Quando accesero le candele profumate alla
lavanda, Ŧuaŧhar capì che quello non era più il posto per lei. In una grotta,
all’ombra del monte Agoht, il rito sacrificale attendeva la sua vittima. Le
donne della sua tribù, dopo averla preparata, la squadrarono da capo a piedi.
«Guarda che non è la fine, gli spiriti ti
attendono» disse una di loro.
Ma Ŧuaŧhar
si chiese chi le avesse fatto accettare quel ruolo così importante ma così
fatale. La risposta balenò in mente prima ancora di aver finito la domanda. Da
una parte c'era la sua famiglia e il suo destino, essendo figlia dello sciamano
della tribù. Dall'altra, la voglia di imparare a usare la magia: ella la
considerava un dono degli spiriti e non una vergogna per tutta la sua gente.
Improvvisamente
lo sciamano aprì la tenda e le andò incontro, mentre un soldato faceva capolino
alle sue spalle. «E’ giunto il momento» mormorò dandole una spinta in avanti.
Giunta nella sala delle profondità, si guardò
intorno e le urla festose del popolo presente, calarono subito fino a un
surreale silenzio.
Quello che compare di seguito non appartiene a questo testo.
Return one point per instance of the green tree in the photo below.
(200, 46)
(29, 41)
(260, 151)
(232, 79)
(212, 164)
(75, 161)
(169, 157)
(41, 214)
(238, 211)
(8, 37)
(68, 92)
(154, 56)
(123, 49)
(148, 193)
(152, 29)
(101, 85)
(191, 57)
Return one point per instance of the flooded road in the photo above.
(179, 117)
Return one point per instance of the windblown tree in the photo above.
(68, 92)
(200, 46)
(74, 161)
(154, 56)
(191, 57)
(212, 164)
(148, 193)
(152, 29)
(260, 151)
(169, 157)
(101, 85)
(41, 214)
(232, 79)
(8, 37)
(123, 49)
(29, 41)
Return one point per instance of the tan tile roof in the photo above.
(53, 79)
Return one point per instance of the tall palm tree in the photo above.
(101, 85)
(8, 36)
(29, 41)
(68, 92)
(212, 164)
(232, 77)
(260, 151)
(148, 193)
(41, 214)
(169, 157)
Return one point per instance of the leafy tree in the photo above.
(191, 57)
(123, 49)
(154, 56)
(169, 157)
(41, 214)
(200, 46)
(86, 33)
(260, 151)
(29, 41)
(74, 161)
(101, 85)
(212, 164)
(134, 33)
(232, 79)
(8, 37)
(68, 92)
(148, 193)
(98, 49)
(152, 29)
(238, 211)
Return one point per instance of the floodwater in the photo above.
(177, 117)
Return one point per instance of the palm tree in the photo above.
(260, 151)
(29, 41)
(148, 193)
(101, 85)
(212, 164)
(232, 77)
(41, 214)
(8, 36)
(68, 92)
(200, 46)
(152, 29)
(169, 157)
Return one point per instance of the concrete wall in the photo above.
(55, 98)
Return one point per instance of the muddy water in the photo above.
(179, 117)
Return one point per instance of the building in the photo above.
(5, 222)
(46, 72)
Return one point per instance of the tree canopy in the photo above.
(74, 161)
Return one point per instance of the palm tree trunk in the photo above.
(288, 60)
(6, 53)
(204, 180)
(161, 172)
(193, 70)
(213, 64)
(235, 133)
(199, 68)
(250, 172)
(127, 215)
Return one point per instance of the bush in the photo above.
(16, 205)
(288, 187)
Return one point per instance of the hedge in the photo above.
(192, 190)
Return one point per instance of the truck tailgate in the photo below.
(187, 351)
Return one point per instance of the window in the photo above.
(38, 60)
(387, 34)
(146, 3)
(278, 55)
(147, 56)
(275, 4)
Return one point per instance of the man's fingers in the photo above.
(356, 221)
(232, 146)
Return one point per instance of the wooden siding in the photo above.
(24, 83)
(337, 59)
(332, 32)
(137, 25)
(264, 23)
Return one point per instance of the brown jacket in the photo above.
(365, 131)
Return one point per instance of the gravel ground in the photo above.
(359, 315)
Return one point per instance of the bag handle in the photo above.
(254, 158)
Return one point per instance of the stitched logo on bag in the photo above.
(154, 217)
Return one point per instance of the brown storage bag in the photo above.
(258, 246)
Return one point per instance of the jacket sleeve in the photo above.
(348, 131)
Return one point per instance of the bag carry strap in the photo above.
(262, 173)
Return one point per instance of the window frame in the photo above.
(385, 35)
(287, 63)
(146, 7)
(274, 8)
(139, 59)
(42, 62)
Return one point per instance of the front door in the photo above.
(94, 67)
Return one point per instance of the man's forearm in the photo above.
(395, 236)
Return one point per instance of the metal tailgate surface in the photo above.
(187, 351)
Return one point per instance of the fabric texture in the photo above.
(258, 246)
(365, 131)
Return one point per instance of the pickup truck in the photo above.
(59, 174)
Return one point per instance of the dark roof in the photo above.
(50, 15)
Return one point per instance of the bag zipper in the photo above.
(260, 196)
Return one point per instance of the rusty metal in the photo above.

Mancava qualche passo e poi si sarebbe dovuta gettare nel
buco oscuro. Ma non ne ebbe il coraggio, così un semplice gesto delle mani
spense tutti i bracieri presenti. Con l’oscurità, strappò la spada dal fodero
di un soldato e poi scappò via da quella grotta.
Dopo dieci giorni di fuga nel deserto, tra
terra arida, sabbia, scorpioni velenosi, alberi secchi e salsola o rotolacampo,
arrivò nel villaggio di Enbuja. Era un villaggio di tende e capanne coniche
fatte da mattoni, fango e pietra calcarea costruite attorno ad un oasi di
palme. Lì fu catturata da Keffe, uno stregone potente che ne intuì le
potenzialità, e la rese sua schiava personale.
Durante il loro lungo viaggio per il grande
deserto Ŧuaŧhar apprese tutte le arti magiche tradizionali dei Madis, finché un
giorno, giunti al villaggio di El Milehk, alle foci di EnKyh sul grande Mare,
usò il potere della magia di Keffe per ucciderlo e scappare di nuovo via.
Ŧuaŧhar
non voleva piagarsi alla volontà del suo destino. Non voleva fare la schiava,
non voleva essere sacrificata nel nome degli spiriti. Voleva soltanto usare la
magia a suo piacimento. Del resto, c'era qualcosa di rassicurante nell'avere il
destino già segnato: fare tutto l’opposto di quello che le era stato
predestinato, nessuna scelta da fare, nessuna preoccupazione per il futuro.